Coloration can be variable, and is generally associated with the geographic location a given fish hails from. Generally speaking, there are basic two color morphs: white with black body bands or white with red/brown banding. There is also a dark, almost completely black color morph that is a bit more rare, but quite interesting to see. Unlike the Russel’s lionfish, the median and caudal fins of P. volitans have several small dark spots on them. One of the most noticeable traits of “juvie” volitans lions are their very long, individually-sheathed pectoral fin rays. The short membrane at the base of each pectoral fin is clear, and the outer edge is adorned with several ocellae, or “eye spots” in juvenile specimens. These spots mimic the eyes of a small cluster of prey fish, and serve to confuse and calm the baby lion’s prey. However, these spots and the clear membrane disappear as the fish grow. As the fish mature, they also “grow into” their pectorals, thus, you may see some adult specimens with short pectorals and a squatty, bulldog-like body, while others retain a fair amount of their pectoral fin sweep. There is supposition that the difference between shorter and longer-finned specimens may be geographical locale. Juvenile specimens also exhibit two supraorbital tentacles (“antennae”) that typically disappear as the fish ages, although there are some adult fish that keep them for life.

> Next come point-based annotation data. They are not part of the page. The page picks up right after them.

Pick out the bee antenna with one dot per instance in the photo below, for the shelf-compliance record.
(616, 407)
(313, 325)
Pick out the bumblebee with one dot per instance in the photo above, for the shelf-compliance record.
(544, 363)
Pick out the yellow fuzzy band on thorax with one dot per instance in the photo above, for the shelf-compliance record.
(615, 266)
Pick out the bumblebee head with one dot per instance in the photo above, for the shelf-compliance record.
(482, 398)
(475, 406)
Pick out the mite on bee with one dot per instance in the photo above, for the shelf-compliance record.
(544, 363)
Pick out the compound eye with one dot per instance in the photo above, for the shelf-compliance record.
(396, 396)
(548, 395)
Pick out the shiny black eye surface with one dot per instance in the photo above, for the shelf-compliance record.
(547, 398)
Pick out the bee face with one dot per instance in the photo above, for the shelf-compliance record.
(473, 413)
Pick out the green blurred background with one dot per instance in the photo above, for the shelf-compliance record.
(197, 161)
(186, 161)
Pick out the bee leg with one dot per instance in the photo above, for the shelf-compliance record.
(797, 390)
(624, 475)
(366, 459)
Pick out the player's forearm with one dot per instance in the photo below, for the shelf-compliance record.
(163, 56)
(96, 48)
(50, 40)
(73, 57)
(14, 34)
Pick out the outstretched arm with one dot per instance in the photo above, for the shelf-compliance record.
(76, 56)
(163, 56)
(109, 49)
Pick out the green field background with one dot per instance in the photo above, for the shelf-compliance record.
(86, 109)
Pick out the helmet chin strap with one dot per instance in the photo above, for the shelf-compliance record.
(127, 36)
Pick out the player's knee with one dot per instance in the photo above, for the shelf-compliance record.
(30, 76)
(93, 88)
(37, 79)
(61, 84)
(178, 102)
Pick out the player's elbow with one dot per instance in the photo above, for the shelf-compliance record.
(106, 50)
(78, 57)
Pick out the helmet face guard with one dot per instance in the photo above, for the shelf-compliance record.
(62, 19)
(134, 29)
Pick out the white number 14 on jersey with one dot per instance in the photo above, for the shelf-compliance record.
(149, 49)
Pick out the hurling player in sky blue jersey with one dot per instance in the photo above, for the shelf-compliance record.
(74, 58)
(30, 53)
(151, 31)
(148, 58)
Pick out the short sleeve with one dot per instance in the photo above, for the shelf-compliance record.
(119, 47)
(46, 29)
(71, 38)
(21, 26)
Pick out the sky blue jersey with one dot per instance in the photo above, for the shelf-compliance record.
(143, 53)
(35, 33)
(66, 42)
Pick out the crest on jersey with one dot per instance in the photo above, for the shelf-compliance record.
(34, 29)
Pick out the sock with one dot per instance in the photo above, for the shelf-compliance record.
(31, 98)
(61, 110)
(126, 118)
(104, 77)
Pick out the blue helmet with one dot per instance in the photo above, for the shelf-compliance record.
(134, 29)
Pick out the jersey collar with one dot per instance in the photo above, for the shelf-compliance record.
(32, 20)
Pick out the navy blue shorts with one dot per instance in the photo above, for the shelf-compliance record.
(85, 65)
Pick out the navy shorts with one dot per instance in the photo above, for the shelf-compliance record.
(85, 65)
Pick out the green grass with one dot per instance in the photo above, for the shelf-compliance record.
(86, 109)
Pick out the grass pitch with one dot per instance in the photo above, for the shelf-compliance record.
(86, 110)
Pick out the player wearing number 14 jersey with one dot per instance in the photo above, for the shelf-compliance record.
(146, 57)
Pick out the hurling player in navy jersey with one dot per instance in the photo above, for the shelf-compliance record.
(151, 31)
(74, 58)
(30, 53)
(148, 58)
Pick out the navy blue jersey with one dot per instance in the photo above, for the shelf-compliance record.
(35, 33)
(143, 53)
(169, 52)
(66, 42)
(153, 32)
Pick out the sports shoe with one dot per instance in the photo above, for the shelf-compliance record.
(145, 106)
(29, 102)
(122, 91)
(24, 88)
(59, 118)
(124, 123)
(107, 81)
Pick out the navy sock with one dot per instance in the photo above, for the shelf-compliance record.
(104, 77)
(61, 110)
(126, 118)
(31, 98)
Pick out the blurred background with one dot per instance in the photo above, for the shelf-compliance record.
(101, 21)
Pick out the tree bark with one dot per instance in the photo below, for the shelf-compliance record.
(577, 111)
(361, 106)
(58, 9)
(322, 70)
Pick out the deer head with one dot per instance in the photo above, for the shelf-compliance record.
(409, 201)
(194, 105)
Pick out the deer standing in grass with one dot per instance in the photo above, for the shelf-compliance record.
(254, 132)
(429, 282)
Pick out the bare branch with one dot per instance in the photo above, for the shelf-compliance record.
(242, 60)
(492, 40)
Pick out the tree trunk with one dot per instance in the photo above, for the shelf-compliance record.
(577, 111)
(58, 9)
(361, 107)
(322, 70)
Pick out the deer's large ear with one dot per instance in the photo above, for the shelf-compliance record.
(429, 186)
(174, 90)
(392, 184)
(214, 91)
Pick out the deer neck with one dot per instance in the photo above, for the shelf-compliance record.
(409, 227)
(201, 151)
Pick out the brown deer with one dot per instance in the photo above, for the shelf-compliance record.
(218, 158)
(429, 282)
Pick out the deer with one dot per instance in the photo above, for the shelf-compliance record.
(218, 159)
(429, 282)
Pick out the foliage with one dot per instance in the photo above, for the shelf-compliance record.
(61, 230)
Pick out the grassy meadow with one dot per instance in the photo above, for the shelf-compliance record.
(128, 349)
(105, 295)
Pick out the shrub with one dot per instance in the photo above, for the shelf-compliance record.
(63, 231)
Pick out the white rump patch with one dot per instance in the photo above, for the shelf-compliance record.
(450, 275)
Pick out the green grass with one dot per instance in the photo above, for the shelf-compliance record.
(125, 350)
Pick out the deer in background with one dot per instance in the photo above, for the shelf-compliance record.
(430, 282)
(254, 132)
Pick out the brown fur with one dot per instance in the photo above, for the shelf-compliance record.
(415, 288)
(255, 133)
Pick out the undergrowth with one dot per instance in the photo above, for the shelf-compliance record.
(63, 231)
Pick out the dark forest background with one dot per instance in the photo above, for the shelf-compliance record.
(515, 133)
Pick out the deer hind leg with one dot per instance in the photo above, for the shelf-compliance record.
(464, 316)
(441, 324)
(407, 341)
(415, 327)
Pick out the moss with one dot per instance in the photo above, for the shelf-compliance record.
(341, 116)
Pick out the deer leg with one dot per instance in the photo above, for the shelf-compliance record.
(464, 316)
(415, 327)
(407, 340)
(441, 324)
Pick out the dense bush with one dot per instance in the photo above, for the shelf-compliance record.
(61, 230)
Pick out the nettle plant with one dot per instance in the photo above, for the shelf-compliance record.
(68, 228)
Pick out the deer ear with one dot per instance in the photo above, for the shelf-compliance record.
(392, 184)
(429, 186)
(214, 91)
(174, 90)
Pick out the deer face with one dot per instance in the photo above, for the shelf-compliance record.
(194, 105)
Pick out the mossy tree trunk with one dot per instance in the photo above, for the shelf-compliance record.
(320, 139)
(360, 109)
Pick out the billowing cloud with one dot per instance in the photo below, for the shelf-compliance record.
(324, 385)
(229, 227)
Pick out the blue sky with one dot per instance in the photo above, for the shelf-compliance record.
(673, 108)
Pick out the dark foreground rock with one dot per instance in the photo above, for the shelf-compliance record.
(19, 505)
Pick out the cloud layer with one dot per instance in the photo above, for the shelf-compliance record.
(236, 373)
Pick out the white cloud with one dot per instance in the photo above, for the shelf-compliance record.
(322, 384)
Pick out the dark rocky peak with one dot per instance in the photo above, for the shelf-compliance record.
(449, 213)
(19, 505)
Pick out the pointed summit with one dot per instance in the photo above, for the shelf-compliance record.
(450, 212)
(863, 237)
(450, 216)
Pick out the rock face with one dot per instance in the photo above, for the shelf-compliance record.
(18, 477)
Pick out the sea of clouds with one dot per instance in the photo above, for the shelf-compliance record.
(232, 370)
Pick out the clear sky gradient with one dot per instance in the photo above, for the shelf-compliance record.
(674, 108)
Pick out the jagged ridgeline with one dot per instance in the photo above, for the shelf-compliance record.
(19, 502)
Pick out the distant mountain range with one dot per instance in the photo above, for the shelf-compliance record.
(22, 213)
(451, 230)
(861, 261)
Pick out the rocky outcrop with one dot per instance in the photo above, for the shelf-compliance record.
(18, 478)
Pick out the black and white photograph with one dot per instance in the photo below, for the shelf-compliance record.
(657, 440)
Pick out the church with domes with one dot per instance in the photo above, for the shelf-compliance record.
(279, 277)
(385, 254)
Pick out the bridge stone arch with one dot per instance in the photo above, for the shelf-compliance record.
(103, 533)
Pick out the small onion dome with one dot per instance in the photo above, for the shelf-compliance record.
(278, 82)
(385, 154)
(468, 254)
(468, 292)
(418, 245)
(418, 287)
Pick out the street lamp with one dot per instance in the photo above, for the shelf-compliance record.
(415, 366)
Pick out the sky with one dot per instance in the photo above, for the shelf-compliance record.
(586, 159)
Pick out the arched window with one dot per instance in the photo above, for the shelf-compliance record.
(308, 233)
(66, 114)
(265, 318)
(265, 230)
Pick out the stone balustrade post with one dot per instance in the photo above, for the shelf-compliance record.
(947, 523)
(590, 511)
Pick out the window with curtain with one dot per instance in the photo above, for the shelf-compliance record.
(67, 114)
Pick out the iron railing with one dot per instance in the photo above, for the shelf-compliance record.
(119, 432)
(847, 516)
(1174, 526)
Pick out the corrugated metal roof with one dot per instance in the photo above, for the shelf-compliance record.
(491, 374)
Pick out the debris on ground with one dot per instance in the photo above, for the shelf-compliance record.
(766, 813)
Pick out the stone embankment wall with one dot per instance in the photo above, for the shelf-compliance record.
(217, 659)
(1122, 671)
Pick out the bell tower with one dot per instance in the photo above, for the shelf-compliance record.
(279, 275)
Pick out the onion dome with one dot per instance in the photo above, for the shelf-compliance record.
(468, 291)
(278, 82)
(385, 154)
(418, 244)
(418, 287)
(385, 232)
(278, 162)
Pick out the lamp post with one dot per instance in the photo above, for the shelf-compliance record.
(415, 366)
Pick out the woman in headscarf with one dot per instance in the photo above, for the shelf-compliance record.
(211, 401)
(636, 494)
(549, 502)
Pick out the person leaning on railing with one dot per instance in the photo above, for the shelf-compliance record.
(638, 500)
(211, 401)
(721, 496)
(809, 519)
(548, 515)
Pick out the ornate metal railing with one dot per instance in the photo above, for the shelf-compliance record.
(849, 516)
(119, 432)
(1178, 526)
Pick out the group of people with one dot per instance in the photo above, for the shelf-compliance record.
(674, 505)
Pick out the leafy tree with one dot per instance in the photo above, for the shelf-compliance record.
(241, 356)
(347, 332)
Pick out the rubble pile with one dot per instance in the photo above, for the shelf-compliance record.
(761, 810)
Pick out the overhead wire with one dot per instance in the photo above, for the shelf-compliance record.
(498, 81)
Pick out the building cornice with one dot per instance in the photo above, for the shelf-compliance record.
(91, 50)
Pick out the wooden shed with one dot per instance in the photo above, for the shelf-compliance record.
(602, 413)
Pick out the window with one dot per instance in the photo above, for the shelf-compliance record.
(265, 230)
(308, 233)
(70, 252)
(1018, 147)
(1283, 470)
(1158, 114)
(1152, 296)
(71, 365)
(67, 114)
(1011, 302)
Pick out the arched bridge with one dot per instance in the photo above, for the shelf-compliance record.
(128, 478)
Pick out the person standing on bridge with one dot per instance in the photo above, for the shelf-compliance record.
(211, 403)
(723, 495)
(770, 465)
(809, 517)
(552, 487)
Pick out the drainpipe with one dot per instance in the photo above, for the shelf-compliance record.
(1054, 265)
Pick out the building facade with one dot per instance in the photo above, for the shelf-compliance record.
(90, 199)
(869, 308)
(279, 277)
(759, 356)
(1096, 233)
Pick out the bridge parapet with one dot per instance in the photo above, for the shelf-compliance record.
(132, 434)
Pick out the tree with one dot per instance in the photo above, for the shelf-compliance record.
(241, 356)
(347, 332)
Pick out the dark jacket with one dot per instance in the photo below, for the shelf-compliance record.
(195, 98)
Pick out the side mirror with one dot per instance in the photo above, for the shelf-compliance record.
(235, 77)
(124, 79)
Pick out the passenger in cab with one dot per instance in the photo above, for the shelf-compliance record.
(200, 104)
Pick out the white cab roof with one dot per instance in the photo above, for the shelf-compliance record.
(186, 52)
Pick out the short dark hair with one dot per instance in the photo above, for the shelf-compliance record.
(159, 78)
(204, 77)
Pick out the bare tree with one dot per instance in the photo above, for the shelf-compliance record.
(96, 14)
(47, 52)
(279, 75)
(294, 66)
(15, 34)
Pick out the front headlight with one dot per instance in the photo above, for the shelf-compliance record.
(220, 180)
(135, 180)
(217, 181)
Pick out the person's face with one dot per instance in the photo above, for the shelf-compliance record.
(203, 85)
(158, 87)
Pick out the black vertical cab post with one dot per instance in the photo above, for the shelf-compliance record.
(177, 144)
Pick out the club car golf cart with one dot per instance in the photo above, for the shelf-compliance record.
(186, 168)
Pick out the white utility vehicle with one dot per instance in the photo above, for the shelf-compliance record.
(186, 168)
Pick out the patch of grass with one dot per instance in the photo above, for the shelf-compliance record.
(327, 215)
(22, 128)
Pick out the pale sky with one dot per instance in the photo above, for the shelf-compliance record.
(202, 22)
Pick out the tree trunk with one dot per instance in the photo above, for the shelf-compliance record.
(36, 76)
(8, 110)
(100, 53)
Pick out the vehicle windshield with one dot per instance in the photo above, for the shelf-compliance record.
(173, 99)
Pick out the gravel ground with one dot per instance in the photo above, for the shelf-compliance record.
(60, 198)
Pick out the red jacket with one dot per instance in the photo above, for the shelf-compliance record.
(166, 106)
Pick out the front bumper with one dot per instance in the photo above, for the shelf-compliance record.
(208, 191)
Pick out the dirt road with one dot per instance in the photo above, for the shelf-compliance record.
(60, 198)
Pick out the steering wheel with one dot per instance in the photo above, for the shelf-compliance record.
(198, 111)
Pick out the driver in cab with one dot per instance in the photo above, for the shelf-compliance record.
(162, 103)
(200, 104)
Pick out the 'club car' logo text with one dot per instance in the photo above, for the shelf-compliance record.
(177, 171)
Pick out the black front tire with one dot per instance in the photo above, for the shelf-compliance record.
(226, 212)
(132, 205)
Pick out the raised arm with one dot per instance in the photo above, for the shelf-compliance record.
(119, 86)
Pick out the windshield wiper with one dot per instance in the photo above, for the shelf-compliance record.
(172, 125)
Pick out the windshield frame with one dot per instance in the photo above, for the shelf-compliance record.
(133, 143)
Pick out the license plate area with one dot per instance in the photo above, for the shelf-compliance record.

P. volitans is typically very easy to feed and wean, and weaning is often accomplished by simply adding a chunk of food to the water column, as this species has a voracious appetite. Their “maximum prey size” is often underestimated by aquarists who watch in horror as their adultvolitans slurps down a 6”+ long tankmate in the blink of an eye.
This species is probably the most forgiving of all lionfish species in terms of water quality and other forms of negligence visited on them by the aquarist. In fact, in the past, this fish was sometimes used to cycle new setups, as they could handle the various spikes in water chemistry. One of the most often made mistakes with this fish is to “under-tank” it. Even a smaller adult will end up being a 12” cube (including fins), so they require a minimum front-to-back depth of 18” just to be able to turn around comfortably.